A friend named Jim put it like this just the other day, “The prudish mind is like a can of gasoline. All it needs is the necessary spark and voila, the mind explodes with distortion of the person — again, because we are messing with a primary need. Without having a prudish mind, I could easily stumble onto a porn site and it would affect me with great negativity and sadness with no allure whatsoever. As a matter of fact, I did stumble upon one last week while looking up saints of all subjects. And it affected me with negative emotions as I could see separation of the soul of the individual from the body.”

Herein lies the question: Could I lust at a naturist resort? I suppose I could if I wanted to. Although, it must be stated that naturists don’t take too kindly to any gawking or ogling! But think about this— I could also lust at a public swimming pool or even at a church service. Or I could choose not to lust in any of those places or situations. When it’s a matter of the heart (which it is), no one or nothing can make me sin or keep me from sinning. Why would I put myself in such a dangerous place such as a naturist resort where temptation abounds? Because it’s not dangerous to me any longer, because through God, I’ve retrained my mind to not objectify other image bearers. It’s like a former alcoholic that can go down the liquor aisle or even a bar and not have a problem. They are truly free and not enslaved in that bondage if they can do that. Otherwise, I wouldn’t suggest it! This is to say nothing of having a positive Christian influence and example for those naturists who claim no faith. It’s no surprise to me that I have talked about my faith more on a nude beach than I ever did on a textile beach!

For me personally, I couldn’t go back to how I used to be. I would compare it to a dog returning to its vomit. I used to see the body as lewd and obscene and a constant source of temptation. Now it is a beautiful work of art, that God himself fashioned in His own image and likeness, to be protected and always treated with the utmost respect.  Big mental changes are hard to come by, especially when you’ve been many years in certain thought patterns. This is why in the movies, Neo might be too old for the red pill in The Matrix or Anakin may be too old to train as a Jedi in Star Wars. Again, we flee from youthful passions, but we must become like little children according to Jesus. Children can learn a new way of thinking easily. They are innocent and, in our case, unaffected by lust, until we teach them otherwise. The dichotomy is that mature purity is reflected in being innocent (and living with sexual integrity in both thought and deed). We, likewise, would de well to reclaim that unaffected state through our new thinking and renewed minds as Jesus makes all things new (Revelation 21:5). That’s how I want to be. This is how I am. I’m never going back.

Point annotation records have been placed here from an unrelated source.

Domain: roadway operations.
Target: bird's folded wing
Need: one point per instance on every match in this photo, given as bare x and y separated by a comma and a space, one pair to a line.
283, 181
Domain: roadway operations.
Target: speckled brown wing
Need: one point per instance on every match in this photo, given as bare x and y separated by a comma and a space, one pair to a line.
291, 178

Something that I didn’t tell him that I wish I had would be this: I don’t want to limit God by saying I’ll never do something when there’s a chance that He may be calling me to it. This is obviously a moot point when something clearly contradicts God’s heart and His will for us, but if there are believers saying this is a godly blessing in their lives, I’m not going to write it off as an absolute “No” without first looking into it and praying about it. Convictions can change with new insight and information. Values and faith don’t and shouldn’t change. For me personally, I can say, along with my friend, Matthew Neal, that I’m a naturist by biblical conviction.